Semana passada postei fotos nas minhas redes sociais que causaram um rebuliço dentro do meu pequeno  (mas fiél), número de seguidores.

Eu Gutinha limpando o convés do Guruçá.
O porquê de umas fotos fazerem mais “sucesso” do que outras eu sinceramente não sei, só sei que perdi as contas do número de vezes que limpamos o nosso convés e não sabia que seria tão comentado.
Fazemos tanta coisa no automático que esquecemos que o nosso normal, o dia-a-dia é desconhecido pela maioria que deseja viver a bordo.

Pois bem, muita gente acha que morando em um veleiro dentro da água, estamos livres da poeira. Mas infelizmente não estamos. Aqui em Angra moramos perto de uma estrada, então nosso convés fica cheio de pó da descarga de carros, de terra etc…
Em um porto da África do sul, nosso barco ficava com o convés preto, cheio de fuligem de carvão mineral que era embarcado em navios para a exportação. Mas nada se compara ao terror que é ficar fundeado na capital do nosso estado, Vitória, no Espírito Santo. O pó de minério come solto por lá, também deixando o convés preto, mas muito mais difícil de limpar devido ao seu “peso”. Eu varria pó de minério do meu convés e quando chovia, aquilo virava uma lama que me causava pesadelos. Evito pensar como estão os pulmões dos capixabas respirando aquele ar poluído.
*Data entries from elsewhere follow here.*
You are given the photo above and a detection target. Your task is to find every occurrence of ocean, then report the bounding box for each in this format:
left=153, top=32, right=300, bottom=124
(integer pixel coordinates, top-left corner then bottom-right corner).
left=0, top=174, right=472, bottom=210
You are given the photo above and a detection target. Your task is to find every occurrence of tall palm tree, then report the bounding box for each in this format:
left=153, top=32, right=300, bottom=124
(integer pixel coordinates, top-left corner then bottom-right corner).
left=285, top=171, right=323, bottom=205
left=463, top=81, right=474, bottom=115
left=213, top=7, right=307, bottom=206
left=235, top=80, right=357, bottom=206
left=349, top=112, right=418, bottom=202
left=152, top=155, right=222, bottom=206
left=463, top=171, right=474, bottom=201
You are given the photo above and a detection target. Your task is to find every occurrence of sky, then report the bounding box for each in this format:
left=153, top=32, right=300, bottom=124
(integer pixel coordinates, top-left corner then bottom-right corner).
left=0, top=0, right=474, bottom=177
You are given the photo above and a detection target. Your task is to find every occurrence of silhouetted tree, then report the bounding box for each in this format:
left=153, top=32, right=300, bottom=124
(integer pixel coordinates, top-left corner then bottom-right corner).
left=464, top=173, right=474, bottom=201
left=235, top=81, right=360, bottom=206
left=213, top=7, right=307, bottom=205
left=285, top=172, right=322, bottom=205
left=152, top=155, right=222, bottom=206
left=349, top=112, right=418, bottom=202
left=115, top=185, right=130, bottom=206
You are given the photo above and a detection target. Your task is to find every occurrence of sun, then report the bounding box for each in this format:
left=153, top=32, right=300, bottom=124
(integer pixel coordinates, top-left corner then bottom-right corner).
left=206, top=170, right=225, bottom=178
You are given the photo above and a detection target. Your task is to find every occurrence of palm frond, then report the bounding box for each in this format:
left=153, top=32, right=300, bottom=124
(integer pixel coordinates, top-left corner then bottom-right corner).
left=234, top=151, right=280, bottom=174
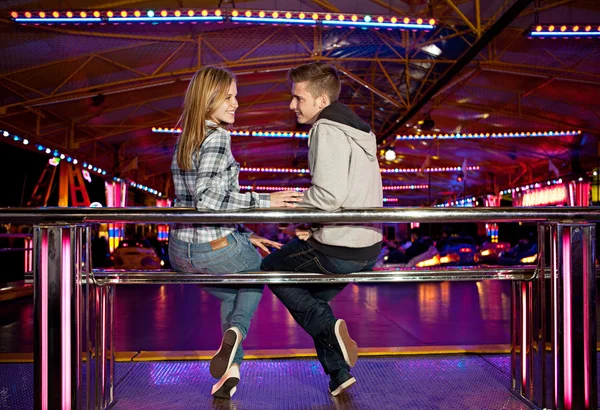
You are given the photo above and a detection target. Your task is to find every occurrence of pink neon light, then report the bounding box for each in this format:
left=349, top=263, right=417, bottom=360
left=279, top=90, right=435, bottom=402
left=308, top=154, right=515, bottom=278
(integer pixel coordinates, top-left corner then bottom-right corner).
left=40, top=229, right=48, bottom=410
left=521, top=282, right=527, bottom=391
left=583, top=234, right=595, bottom=409
left=562, top=235, right=573, bottom=410
left=60, top=229, right=72, bottom=409
left=550, top=231, right=559, bottom=409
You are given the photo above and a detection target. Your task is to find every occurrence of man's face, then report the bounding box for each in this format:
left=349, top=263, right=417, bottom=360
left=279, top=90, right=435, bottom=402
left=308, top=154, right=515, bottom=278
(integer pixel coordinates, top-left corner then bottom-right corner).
left=290, top=81, right=325, bottom=124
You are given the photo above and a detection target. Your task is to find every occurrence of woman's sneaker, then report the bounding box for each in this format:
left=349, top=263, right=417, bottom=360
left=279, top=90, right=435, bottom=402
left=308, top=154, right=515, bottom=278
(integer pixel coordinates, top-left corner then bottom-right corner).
left=210, top=364, right=240, bottom=399
left=210, top=326, right=242, bottom=379
left=334, top=319, right=358, bottom=367
left=329, top=370, right=356, bottom=396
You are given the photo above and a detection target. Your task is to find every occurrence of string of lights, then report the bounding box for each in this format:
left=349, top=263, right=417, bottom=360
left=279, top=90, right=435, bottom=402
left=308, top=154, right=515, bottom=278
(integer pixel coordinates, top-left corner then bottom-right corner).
left=10, top=9, right=436, bottom=31
left=0, top=130, right=162, bottom=197
left=527, top=24, right=600, bottom=38
left=396, top=130, right=581, bottom=140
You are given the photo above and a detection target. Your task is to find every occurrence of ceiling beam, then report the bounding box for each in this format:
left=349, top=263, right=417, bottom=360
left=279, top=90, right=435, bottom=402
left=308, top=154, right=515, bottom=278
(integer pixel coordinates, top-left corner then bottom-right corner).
left=378, top=0, right=532, bottom=143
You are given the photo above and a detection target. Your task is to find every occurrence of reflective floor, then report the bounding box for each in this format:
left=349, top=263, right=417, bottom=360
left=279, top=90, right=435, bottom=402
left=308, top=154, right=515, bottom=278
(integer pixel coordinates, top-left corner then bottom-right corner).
left=0, top=355, right=528, bottom=410
left=0, top=281, right=510, bottom=354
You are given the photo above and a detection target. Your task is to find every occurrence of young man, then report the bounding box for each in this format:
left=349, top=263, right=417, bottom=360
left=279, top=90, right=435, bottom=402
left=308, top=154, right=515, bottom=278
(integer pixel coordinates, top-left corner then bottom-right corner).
left=261, top=63, right=383, bottom=396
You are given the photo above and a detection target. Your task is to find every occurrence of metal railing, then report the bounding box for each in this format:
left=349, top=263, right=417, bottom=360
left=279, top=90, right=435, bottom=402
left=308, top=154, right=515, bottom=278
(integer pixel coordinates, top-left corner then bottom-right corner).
left=0, top=208, right=600, bottom=409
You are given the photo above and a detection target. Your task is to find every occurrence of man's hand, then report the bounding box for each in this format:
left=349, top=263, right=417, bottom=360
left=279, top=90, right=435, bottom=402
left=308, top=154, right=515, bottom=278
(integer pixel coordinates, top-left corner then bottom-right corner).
left=250, top=234, right=283, bottom=255
left=271, top=191, right=304, bottom=208
left=296, top=229, right=312, bottom=241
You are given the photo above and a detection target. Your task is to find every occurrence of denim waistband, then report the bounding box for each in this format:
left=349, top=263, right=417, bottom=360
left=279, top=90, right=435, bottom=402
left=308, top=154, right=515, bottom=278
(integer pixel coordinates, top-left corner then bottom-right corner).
left=169, top=232, right=237, bottom=254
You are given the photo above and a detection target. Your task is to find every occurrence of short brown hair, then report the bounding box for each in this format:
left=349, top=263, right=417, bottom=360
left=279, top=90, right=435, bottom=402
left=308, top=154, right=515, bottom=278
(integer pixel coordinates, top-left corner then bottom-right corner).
left=288, top=63, right=341, bottom=103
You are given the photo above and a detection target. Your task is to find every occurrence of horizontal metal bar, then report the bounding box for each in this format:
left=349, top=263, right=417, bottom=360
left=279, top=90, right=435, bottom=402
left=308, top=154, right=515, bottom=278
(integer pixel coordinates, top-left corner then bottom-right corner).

Temos duas maneiras de limpar o nosso convés:  Com água salgada ou com água da chuva.
Normalmente quem limpa o convés é o Fausto e com água salgada. É um serviço onde ele faz um baita de um execício físico. Você tem idéia do trabalho que é pegar água salgada com um balde dezenas de vezes? Haja braço, coluna , pernas etc…
Por isso limpar com a chuva é mais fácil, só que nem sempre chove, como agora no inverno que estamos passando por um período muito seco.
Como Fausto havia viajado e calhou de chover depois de uns dois meses de seca, aproveitei para fazer a limpeza.
Choveu muito pouco e por pouco tempo, mas o suficiente para dar tempo de deixar tudo limpinho e ainda coletar água da chuva para beber.

Será que deu para ver como o barco estava sujo?

Estou ajoelhada porque nosso convés já praticamente não tem mais anti derrapante, vamos repintá-lo em breve.
Usamos uma esponja macia, espuma de sofá. Limpa muito bem e não arranha. Se estivéssemos com o anti derrapante em dia, usaríamos uma vassoura também. Não usamos nenhum tipo de produto químico para limpeza, no nosso caso, não há necessidade.

Até semana que vem!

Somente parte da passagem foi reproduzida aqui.